HydrogenAudio

Lossless Audio Compression => WavPack => Topic started by: pi_jom on 2009-08-13 13:11:03

Title: Question about low-lantency
Post by: pi_jom on 2009-08-13 13:11:03
Hello!
      I have downloaded the low-lantency ,while i set the blocksize=2000, and sub-blocksize=32 ,
       
      i think the encoder will run like this :  first  compress 2000 /frame and then  32 /frame;

---------------------------------------------  but the fact is ,  it still need to pack 2000 / frame.
      |  2000      |  32  | 32  | 32  |.......   
---------------------------------------------  am i misunderstanding it?   
                                                         
    And  the command is    "-b320 --blocksize=2000 --sub-blocks=32  1.wav 1.wv"
Title: Question about low-lantency
Post by: bryant on 2009-08-13 21:27:52
Yes, you are misunderstanding it a little. The parameters that you are using will create blocks with 64000 samples per block (2000 * 32)! However, the encoder will compress 2000 samples at a time and provide those to the application, so the effective latency is 2000 samples. Every 64000 samples (32 of these “sub blocks”) the encoder will terminate the large “super block” and start over.

I suspect that is not what you want, because even the regular encoder is efficient with 2000 samples per block. If you want the sample latency to be 32 samples, try --blocksize=32 and --sub-blocks=32. This will process the samples 32 at a time, and every 1024 samples will start a new “super block”.

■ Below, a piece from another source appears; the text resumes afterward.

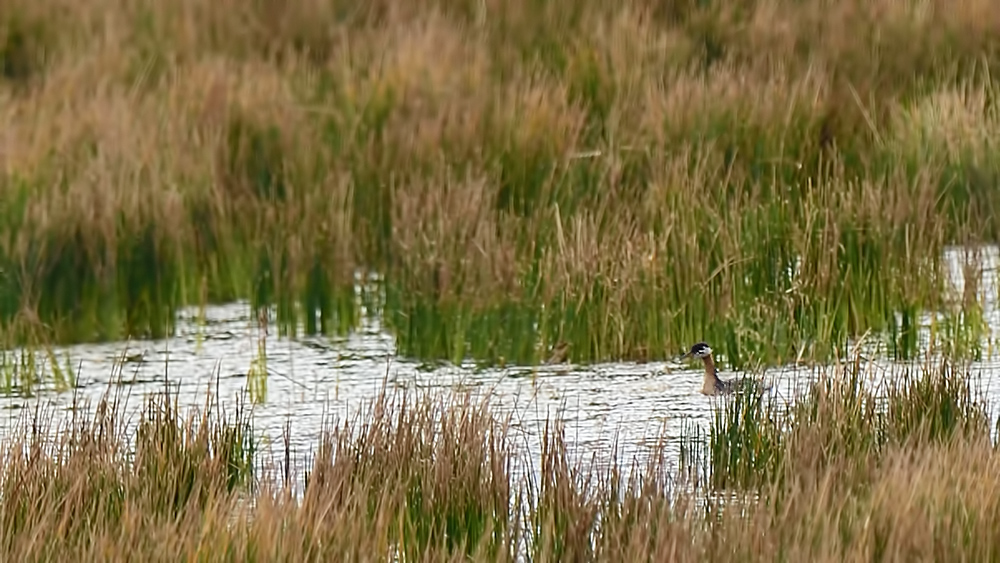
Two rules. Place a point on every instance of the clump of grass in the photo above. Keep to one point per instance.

Hope this makes more sense... 
Title: Question about low-lantency
Post by: pi_jom on 2009-08-14 02:03:33
Yes, you are misunderstanding it a little. The parameters that you are using will create blocks with 64000 samples per block (2000 * 32)! However, the encoder will compress 2000 samples at a time and provide those to the application, so the effective latency is 2000 samples. Every 64000 samples (32 of these “sub blocks”) the encoder will terminate the large “super block” and start over.

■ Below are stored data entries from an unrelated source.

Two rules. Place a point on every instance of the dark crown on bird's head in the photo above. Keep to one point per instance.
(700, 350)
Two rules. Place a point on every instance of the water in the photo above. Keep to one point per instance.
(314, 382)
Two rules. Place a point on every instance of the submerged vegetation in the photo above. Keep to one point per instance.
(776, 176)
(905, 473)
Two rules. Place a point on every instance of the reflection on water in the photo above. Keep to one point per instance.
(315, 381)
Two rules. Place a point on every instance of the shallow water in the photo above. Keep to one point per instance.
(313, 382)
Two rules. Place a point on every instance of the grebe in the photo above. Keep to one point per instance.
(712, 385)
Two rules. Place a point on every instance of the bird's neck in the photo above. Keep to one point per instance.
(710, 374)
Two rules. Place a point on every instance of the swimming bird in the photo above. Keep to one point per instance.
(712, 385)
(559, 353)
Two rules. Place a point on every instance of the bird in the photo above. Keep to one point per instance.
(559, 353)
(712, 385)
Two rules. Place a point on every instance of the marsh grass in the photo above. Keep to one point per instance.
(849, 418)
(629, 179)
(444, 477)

I suspect that is not what you want, because even the regular encoder is efficient with 2000 samples per block. If you want the sample latency to be 32 samples, try --blocksize=32 and --sub-blocks=32. This will process the samples 32 at a time, and every 1024 samples will start a new “super block”.

Hope this makes more sense... 


O i see, Thanks very much !  It would really help a lot.